Quinta-feira, 18 Abril

«The Big Short» (A Queda de Wall Street) por João Miranda

 

O sonho americano já foi reformulado muitas vezes, havendo uma acentuação forte na ganância e no egoísmo há décadas. Isto pode ver-se nas grandes produções do que é um dos principais motores da hegemonia cultural desse país: Hollywood. De há uns anos para cá, depois do rebentar da bolha imobiliária (e não só) de 2008, muitos foram os filmes que tentaram, de alguma forma, mostrá-lo e, com um grau maior ou menor de sucesso, criticá-lo. Veja-se o caso de O Lobo de Wall Street, onde as festas e a falta de consequências se sobrepõem a qualquer tentativa de crítica. Na realidade, muitos, para além de “glamourizarem” e idealizarem pessoas cuja desonestidade só é segunda em relação à sua ganância, servem apenas para aumentar a alienação e frustração de quem os vê. The Big Short é mais um assim.

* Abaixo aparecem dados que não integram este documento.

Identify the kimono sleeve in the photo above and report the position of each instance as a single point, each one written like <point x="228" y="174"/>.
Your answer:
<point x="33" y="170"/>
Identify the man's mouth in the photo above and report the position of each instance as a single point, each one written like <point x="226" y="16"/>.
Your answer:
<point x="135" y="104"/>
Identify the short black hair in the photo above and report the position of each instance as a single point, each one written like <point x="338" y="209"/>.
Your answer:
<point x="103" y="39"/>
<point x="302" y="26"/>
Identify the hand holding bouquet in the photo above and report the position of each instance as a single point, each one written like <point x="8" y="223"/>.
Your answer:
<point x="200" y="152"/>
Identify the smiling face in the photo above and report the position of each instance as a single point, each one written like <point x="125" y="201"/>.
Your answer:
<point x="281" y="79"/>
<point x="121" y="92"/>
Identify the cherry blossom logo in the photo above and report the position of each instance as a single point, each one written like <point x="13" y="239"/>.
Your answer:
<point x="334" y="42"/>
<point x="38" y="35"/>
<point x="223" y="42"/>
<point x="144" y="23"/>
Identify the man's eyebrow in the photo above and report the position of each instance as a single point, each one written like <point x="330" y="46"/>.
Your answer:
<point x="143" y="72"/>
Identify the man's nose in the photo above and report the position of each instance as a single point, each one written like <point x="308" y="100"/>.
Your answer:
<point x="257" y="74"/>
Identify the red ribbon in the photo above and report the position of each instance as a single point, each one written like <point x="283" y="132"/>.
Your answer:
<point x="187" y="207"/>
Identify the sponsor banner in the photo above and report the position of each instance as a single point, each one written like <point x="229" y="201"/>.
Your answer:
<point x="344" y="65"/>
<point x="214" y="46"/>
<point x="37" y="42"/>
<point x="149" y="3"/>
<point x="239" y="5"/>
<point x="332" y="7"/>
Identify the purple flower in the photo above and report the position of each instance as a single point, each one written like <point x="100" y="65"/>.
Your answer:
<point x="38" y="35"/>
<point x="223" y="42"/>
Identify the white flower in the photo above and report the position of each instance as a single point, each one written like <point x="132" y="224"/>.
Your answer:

Explorando o que levou ao crash de 2008, The Big Short segue algumas personagens que descobrem antes do resto do mundo que todo o esquema económico baseado no mercado imobiliário era fraudulento e que a qualquer momento iria desabar. Se esta descrição nos poderia a levar a pensar em filmes como All the President’s men ou Spotlight, tudo muda quando percebemos que a intenção destas pessoas não é avisar ou mudar, mas lucrar com isso: estamos a falar de gestores de fundos de investimento que, ao perceberem o que se passa, apostam contra o mercado imobiliário. Sim, há algumas alusões à tragédia humana que se aproxima e, no final, uma crise de consciência tão forçada que não parece fazer parte do mesmo filme, mas a maioria do tempo estas pessoas estão só incrédulas pelo sistema que se gerou entre os bancos, as agências de rating e as imobiliárias e pela estupidez/ignorância de quem participa nele, enquanto esfregam as mãos de contentes e fazem contas de cabeça. Pelo meio, algumas lições de economia de uma condescendência insuportável que se misturam com um sentido de humor básico e sem capacidade crítica. O mais subtil que se parece fazer são as referências culturais à época em que tudo se passou e o mascarar os grandes nomes que participam no filme.

The Big Short até pode ser um filme bem intencionado, mas acaba por ser “another brick in the wall” da nossa alienação, sem qualquer capacidade crítica ou política. Na sequência de “heróis” que nos são apresentados vê-se o sonho americano do “salve-se quem puder“, do darwinismo social e do neoliberalismo. Sente-se, mesmo que até possa haver um esforço de os mostrar como bestas asquerosas, uma admiração por eles, pela sua habilidade de ganharem dinheiro e de suplantarem todos os outros. De quem são estes heróis? Uma sociedade também se define pelas histórias que conta, pelas narrativas que circulam os conhecimentos e os valores em que se baseia. Porque temos constantemente de ser invadidos por Steve Jobs, Jordan Belforts, Gordon Geckos e toda essa escumalha que representa o pior do que a sociedade americana ofereceu ao mundo? Contra esta barragem devemos resistir, avançar contra quem nos vende patranhas como inevitáveis, recusar os ídolos que nos oferecem, perceber o que podemos fazer não só a nível local, mas também global. Há que desenvolver uma consciência política e exercê-la de forma ativa no mundo que nos rodeia.

O Melhor: A imagem e a edição.
O Pior: A alienação mercantilizada e impingida por Hollywod.